Enfin, Ermanno fut un homme cou­ra­geux dans ses choix pro­fes­sion­nels et dans sa vie per­son­nelle. Atteint d’une mala­die qu’il savait incu­rable, il a conti­nué d’exercer son métier avec pas­sion en se ren­dant chaque jour dans son ser­vice durant deux années, com­bi­nant les soins et son agen­da pro­fes­sion­nel. Ce cou­rage force l’admiration de tous ceux qui l’ont côtoyé.

 

Ermanno aimait la vie, un Homme de grande qua­li­té s’en est allé à la veille du congrès conjoint de la SFP et de la SFMM. Il était par­ti­san de la pro­mo­tion de ces doubles congrès qu’il avait orga­ni­sés à deux reprises à Strasbourg (en 2007 inno­vant un congrès mixte avec les Sociétés de Parasitologie Allemandes et Suisses et en 2011), fai­sant ain­si rayon­ner sa ville et son équipe.
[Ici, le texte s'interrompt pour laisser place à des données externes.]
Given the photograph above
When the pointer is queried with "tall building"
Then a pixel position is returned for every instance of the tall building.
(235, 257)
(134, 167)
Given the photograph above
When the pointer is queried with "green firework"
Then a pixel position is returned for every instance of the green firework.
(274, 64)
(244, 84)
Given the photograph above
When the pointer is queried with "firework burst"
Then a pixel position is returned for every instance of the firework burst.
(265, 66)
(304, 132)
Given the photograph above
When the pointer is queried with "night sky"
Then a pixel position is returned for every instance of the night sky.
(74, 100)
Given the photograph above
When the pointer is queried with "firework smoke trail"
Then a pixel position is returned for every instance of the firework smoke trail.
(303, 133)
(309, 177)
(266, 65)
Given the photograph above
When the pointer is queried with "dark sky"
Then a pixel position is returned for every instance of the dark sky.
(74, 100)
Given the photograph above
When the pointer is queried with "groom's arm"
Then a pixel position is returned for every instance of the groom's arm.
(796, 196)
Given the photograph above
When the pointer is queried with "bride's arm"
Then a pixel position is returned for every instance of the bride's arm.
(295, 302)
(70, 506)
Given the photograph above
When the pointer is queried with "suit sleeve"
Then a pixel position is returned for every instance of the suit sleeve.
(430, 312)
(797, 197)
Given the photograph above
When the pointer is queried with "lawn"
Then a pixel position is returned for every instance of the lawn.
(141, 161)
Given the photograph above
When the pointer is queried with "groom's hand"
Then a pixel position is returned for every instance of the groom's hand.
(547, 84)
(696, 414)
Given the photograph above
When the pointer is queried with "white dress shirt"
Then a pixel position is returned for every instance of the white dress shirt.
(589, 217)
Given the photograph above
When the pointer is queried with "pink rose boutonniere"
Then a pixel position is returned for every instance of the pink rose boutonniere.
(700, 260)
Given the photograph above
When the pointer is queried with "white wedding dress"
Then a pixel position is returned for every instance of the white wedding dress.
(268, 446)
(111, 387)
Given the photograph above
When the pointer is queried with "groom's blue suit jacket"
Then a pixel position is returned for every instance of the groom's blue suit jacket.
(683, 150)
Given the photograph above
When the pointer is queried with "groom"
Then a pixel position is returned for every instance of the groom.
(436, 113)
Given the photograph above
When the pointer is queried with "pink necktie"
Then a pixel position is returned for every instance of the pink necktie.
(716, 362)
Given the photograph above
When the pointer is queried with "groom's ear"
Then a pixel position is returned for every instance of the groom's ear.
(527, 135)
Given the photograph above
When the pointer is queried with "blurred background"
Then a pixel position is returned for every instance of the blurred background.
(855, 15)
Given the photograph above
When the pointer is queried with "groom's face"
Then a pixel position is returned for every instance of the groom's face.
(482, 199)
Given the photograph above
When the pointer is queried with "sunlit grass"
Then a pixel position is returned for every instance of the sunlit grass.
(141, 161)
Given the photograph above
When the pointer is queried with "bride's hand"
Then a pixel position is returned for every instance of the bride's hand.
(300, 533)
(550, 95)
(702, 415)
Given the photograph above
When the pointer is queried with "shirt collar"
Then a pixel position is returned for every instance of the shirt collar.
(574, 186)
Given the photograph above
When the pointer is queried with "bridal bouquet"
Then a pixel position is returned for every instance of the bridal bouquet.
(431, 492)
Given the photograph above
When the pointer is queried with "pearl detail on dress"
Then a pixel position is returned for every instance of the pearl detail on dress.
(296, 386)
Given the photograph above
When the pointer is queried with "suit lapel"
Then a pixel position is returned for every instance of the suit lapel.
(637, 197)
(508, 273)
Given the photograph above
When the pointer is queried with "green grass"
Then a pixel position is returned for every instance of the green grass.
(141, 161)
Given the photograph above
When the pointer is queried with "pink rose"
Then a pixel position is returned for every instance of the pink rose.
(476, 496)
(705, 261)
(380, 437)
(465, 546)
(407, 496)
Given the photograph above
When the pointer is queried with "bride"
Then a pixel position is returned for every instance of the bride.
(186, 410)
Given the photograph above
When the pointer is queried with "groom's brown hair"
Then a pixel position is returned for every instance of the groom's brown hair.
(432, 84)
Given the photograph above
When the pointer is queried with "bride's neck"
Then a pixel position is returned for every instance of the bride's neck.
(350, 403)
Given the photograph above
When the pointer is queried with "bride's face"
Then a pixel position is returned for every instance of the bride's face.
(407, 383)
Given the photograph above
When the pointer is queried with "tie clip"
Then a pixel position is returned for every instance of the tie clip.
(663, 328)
D’émouvants hom­mages lui furent ren­du à Tours lors de notre der­nier Congrès qui lui a été dédié par les organisateurs.

 

Texte pré­pa­ré avec l’aide des membres du labo­ra­toire de para­si­to­lo­gie et myco­lo­gie médi­cale des Hôpitaux Universitaires de Strasbourg et de l’Institut de Parasitologie et de Pathologie Tropicale de l’Université de Strasbourg.